Boffeli Troy J, Schnell Katherine R
Director, Foot and Ankle Surgery Residency Program, Regions Hospital/HealthPartners Institute for Education and Research, St. Paul, MN.
Second Year Resident, Foot and Ankle Surgery Residency Program, Regions Hospital/HealthPartners Institute for Education and Research, St. Paul, MN.
J Foot Ankle Surg. 2017 Sep-Oct;56(5):990-995. doi: 10.1053/j.jfas.2017.04.007. Epub 2017 Jul 6.
The Cotton osteotomy or opening wedge medial cuneiform osteotomy is a useful adjunctive flatfoot reconstructive procedure that is commonly performed; however, the outcomes are rarely reported owing to the adjunctive nature of the procedure. The Cotton procedure is relatively quick to perform and effectively corrects forefoot varus deformity after rearfoot fusion or osteotomy to achieve a rectus forefoot to rearfoot relationship. Proper patient selection is critical because the preoperative findings of medial column joint instability, concomitant hallux valgus deformity, or degenerative joint disease of the medial column might be better treated by arthrodesis of the naviculocuneiform or first tarsometatarsal joints.

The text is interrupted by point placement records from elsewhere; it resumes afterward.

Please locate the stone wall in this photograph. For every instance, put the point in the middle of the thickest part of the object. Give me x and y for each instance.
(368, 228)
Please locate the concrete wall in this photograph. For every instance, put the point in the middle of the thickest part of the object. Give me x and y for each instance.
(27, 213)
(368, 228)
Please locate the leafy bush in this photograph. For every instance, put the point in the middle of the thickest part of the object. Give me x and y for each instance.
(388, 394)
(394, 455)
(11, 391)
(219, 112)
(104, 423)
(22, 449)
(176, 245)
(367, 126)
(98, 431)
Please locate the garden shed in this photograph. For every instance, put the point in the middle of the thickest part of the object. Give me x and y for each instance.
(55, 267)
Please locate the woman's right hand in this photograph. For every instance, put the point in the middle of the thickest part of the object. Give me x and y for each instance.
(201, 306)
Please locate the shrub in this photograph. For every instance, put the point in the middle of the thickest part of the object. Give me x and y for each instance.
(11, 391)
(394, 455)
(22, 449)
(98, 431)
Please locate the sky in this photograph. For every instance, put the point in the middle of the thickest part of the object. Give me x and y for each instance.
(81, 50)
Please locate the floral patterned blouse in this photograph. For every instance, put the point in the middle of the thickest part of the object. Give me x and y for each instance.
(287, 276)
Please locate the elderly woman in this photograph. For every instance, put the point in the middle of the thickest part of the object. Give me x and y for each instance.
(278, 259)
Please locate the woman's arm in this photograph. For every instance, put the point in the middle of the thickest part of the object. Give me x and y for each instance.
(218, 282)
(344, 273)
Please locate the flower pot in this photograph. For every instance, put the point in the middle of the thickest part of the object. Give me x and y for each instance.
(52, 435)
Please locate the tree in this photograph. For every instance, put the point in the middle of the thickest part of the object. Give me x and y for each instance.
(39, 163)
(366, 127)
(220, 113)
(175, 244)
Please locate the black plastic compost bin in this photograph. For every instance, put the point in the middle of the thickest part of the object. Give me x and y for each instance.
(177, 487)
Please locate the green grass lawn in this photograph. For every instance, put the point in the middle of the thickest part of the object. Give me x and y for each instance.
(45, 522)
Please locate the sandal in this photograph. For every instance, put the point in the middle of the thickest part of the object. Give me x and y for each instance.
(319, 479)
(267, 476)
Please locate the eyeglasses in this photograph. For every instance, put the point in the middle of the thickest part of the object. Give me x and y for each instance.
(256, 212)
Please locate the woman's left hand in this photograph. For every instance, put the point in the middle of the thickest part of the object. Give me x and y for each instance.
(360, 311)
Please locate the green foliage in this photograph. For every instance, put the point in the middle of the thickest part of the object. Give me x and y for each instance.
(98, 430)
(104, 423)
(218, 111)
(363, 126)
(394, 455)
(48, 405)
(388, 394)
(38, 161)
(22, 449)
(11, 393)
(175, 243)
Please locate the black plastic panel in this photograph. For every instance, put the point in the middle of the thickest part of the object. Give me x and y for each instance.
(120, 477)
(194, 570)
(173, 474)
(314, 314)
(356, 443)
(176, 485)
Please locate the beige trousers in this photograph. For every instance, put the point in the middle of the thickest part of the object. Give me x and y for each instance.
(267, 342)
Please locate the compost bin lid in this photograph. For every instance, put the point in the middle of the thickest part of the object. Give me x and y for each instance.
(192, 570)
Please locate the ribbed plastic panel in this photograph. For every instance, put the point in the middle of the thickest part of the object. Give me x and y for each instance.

Procedure indications also include elevatus of the first ray, which can be a primary deformity in hallux limitus or an iatrogenic deformity after base wedge osteotomy for hallux valgus. We undertook an institutional review board-approved retrospective review of 32 consecutive patients (37 feet) who had undergone Cotton osteotomy as a part of flatfoot reconstruction. All but 1 case (2.7%) had radiographic evidence of graft incorporation at 10 weeks. No patient experienced graft shifting. Three complications (8.1%) were identified, including 2 cases with neuritis (5.4%) and 1 case of delayed union (2.7%) that healed with a bone stimulator at 6 months postoperatively. Meary's angle improved an average of 17.75°, from -17.24°± 8.00° to 0.51°± 3.81°, and this change was statistically significant (p < .01). The present retrospective series highlights our experience with the use of the Cotton osteotomy as an adjunctive procedure in flatfoot reconstructive surgery.
科顿截骨术或开放楔形内侧楔骨截骨术是一种常用的辅助性平足重建手术;然而,由于该手术的辅助性质,其结果很少被报道。科顿手术操作相对较快,能有效纠正后足融合或截骨术后的前足内翻畸形,以实现前足与后足的直线关系。正确的患者选择至关重要,因为内侧柱关节不稳定、合并拇外翻畸形或内侧柱退行性关节病的术前表现,可能通过舟楔关节或第一跗跖关节融合术得到更好的治疗。手术适应症还包括第一跖骨抬高,这可能是拇趾僵硬的原发性畸形,也可能是拇外翻基底楔形截骨术后的医源性畸形。我们对32例连续患者(37足)进行了一项经机构审查委员会批准的回顾性研究,这些患者均接受了科顿截骨术作为平足重建的一部分。除1例(2.7%)外,所有患者在10周时均有移植骨融合的影像学证据。没有患者出现移植骨移位。共发现3例并发症(8.1%),包括2例神经炎(5.4%)和1例延迟愈合(2.7%),后者在术后6个月使用骨刺激器后愈合。梅里角平均改善了17.75°,从-17.24°±8.00°改善至0.51°±3.81°,这一变化具有统计学意义(p<0.01)。本回顾性系列研究突出了我们在平足重建手术中使用科顿截骨术作为辅助手术的经验。